The Trump administration should aim to eliminate password-based digital security breaches by the year 2021, according to a new report from the US Commission on Enhancing National Cybersecurity. Established by the White House in February of this year, the committee has issued this and other recommendations in its new Report on Securing and Growing the Digital Economy.
Ending password-based breaches entails, of course, ending the password to some extent, with the report emphasizing the need for alternative, “easy to use” identity solutions. To that end, it recommends the establishment of “open-source standards and specifications like those developed by the Fast IDentity Online (FIDO) Alliance,” a recommendation that FIDO executive director Brett McDowell is “thrilled to see”, as he explains in a blog post. McDowell notes that this is the second time in about a month that FIDO standards have been referenced in a government report, with the recent UK National Cyber Security Strategy having advocating for FIDO standards.
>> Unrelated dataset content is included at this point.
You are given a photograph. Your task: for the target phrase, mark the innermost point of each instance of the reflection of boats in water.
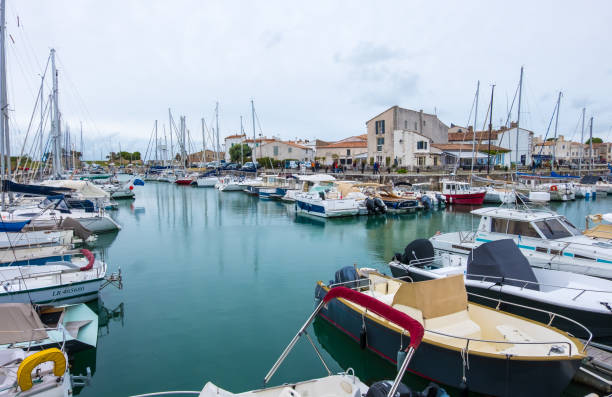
(103, 241)
(369, 366)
Other key recommendations in the report include leading by example in incorporating strong authentication into citizen-facing government applications; requiring government agencies to implement strong authentication mechanisms for employees and contractors; and the establishment of a national public-private initiative to improve digital authentication. With the President-elect not yet having laid out any digital security policies, there is time for his administration to take the US Commission on Enhancing National Cybersecurity’s recommendations seriously.